Escrevo-vos de Marrakech, Marrocos. Nestes últimos dias, imerso numa cultura tão rica quanto distinta, dei por mim a refletir sobre a teia invisível que une os três anfitriões do Mundial de 2030. Longe de querer fazer comparações simplistas, é inevitável olhar para o nosso passado partilhado e, sobretudo, para o futuro que estamos a construir, ou a adiar.
A ligação entre Portugal, Espanha e Marrocos transcende a geografia; é um legado civilizacional histórico. Partilhamos a herança do Al-Andalus, que moldou a nossa arquitetura e o nosso léxico, e partilhámos as rotas do Mediterrâneo e do Atlântico. Cinematograficamente, basta recordar o icónico filme Casablanca (1942), onde a mítica cidade marroquina servia de antecâmara de esperança para refugiados europeus que procuravam desesperadamente passagem para uma Lisboa neutra, livre e cosmopolita. Historicamente, fomos portos interligados.
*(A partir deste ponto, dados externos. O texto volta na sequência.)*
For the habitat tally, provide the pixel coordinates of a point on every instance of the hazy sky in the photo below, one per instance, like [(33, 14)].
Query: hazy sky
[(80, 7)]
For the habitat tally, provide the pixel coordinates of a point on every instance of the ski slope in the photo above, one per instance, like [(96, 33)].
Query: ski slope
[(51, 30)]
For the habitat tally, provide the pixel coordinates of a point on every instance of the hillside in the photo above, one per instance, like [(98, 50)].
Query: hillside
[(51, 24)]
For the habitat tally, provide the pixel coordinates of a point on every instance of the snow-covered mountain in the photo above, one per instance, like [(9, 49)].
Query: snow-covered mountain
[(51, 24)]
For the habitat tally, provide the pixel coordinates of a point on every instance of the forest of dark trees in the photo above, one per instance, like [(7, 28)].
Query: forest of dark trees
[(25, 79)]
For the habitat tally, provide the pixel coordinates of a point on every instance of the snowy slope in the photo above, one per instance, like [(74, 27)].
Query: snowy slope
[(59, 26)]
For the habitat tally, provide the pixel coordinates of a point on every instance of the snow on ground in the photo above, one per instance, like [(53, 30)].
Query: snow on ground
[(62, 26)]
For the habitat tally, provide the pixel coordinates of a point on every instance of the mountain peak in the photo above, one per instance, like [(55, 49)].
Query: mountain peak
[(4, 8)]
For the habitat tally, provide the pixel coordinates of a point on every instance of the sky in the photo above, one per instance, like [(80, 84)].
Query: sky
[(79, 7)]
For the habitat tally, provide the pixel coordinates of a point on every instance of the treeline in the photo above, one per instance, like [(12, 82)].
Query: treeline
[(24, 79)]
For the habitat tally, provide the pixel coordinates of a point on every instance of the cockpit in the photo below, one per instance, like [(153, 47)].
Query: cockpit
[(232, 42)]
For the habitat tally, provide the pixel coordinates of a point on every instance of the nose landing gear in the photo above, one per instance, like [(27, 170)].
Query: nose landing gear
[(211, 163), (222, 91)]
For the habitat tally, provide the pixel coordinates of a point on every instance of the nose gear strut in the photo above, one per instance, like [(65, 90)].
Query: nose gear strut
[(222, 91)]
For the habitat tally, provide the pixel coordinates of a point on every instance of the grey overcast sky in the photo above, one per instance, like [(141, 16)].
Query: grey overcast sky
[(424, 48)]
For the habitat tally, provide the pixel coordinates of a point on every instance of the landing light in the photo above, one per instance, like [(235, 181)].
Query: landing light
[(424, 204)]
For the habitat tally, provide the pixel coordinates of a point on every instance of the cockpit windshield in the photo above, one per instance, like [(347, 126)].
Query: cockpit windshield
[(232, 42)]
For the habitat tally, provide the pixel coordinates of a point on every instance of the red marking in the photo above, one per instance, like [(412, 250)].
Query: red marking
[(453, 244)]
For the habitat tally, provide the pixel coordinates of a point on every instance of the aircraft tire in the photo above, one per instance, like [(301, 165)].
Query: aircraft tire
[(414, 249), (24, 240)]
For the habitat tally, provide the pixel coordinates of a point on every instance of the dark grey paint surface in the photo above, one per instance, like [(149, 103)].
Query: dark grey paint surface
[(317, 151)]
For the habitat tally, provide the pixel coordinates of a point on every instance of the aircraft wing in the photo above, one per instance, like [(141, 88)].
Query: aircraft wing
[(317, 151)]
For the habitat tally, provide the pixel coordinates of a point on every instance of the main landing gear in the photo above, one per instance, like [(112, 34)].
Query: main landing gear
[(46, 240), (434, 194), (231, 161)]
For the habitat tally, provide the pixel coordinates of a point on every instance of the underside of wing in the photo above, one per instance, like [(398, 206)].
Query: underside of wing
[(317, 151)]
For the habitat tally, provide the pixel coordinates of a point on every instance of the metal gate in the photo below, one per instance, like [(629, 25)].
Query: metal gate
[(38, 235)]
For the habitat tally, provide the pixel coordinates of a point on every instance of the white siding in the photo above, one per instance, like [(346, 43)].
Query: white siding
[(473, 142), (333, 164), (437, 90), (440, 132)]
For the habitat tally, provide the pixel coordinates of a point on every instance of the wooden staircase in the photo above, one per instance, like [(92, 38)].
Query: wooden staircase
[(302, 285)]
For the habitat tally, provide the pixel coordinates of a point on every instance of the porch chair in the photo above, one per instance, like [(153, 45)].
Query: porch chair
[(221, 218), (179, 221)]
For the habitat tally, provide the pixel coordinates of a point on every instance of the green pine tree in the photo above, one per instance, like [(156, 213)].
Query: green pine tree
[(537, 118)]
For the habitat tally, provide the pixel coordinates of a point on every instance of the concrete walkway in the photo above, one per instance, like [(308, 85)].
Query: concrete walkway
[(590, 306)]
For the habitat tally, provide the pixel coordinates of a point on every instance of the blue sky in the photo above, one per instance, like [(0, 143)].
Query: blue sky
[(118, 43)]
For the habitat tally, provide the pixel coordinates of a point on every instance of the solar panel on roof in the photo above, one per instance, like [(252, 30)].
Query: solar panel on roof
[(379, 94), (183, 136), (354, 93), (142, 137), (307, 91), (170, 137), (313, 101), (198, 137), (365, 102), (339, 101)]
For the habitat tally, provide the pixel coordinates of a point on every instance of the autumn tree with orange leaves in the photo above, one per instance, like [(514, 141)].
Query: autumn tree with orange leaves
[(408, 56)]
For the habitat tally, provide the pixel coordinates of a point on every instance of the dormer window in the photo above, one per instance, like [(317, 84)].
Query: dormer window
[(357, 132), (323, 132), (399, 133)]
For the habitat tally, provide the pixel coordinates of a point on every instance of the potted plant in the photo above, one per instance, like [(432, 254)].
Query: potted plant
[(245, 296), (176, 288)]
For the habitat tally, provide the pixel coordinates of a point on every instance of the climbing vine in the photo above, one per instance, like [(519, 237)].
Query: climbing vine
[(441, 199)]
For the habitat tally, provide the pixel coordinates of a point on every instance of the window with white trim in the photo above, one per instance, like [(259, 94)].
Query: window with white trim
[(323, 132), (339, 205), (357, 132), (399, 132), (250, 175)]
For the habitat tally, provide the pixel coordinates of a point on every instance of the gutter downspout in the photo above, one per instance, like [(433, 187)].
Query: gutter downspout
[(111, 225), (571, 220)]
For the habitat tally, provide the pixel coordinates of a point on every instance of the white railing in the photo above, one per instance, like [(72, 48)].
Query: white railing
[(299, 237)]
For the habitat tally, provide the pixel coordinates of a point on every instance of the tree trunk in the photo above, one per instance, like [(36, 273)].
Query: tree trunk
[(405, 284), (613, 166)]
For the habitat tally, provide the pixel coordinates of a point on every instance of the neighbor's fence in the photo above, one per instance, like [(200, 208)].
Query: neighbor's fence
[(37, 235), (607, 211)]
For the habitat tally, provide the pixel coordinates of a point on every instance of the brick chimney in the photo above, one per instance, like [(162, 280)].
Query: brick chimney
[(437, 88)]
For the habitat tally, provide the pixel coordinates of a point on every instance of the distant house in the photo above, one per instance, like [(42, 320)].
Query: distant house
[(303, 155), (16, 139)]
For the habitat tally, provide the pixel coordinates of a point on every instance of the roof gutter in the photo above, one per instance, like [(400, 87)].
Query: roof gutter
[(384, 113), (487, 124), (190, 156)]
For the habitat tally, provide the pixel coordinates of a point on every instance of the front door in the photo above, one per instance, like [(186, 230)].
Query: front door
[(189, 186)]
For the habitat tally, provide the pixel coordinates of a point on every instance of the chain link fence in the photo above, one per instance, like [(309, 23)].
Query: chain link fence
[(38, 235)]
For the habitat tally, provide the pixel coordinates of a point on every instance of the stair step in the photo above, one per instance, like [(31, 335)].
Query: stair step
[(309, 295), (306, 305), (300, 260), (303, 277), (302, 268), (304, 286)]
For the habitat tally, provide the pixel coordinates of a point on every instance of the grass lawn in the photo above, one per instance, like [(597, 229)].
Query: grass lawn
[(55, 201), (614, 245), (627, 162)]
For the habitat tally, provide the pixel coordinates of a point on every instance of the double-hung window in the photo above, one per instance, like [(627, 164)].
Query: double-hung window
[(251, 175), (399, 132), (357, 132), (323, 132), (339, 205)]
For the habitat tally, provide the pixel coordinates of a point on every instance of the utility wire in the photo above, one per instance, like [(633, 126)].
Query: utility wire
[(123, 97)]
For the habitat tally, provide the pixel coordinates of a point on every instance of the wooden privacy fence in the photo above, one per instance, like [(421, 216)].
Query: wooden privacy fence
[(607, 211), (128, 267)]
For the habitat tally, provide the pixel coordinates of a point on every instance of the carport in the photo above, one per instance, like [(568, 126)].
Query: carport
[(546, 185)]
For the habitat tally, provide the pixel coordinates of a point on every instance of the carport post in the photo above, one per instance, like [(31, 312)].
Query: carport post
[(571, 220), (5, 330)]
Há países que organizam grandes eventos porque têm dinheiro; outros porque têm visão. E depois há aqueles que, perante uma oportunidade histórica, a transformam numa sucessão de entraves burocráticos e querelas provincianas.
O Mundial não é só um campeonato de futebol. É uma montra global de turismo, investimento, hotelaria e diplomacia. E, olhando para o terreno, é difícil não concluir que Portugal hoje ainda não está preparado para receber o mundial.
Espanha
Podemos ver as falhas, crispação ou até corrupção do governo socialista de Pedro Sanchez. Contudo, basta atravessar a fronteira para constatar uma realidade: Espanha tem execução. Têm escala, infraestruturas de excelência e uma máquina turística altamente oleada para absorver milhões. A economia, lá, funciona apesar da política.
Marrocos: A grande revelação
Há um fervor de renovação urbana, expansão hoteleira e investimento massivo nas infraestruturas. A isto soma-se o trunfo inimitável da hospitalidade magrebina. Sabem vender uma experiência e integrar o seu património, gastronomia e arquitetura numa oferta turística exímia. Arrisco dizer que, perante a velocidade da sua preparação, Marrocos será o destino mais interessante dos três. Marrocos hoje está como Portugal estava logo após ter havido a aposta no Turismo pelo Governo de Pedro Passos Coelho, quem visitava sentia uma vontade de investir, talvez comprar um imóvel ou até mudar-se para cá no fim da vida.
O Paradoxo Português e a cultura do bloqueio
Se Espanha sofre de um Governo moribundo e pouco recomendável, Portugal sofre do mal inverso. Temos Governo com vontade, apesar de não ter maioria absoluta, tenta fazer o que é preciso fazer. Temos capacidade técnica, empresários e trabalhadores de excelência num país difícil e sabemos exatamente o que falta: construção de um aeroporto, o aeroporto de Lisboa a funcionar bem, mais segurança, mais excelência e camas de hotel. Mas assim que a obra planeada tenta sair do papel, arranca a procissão dos bloqueios.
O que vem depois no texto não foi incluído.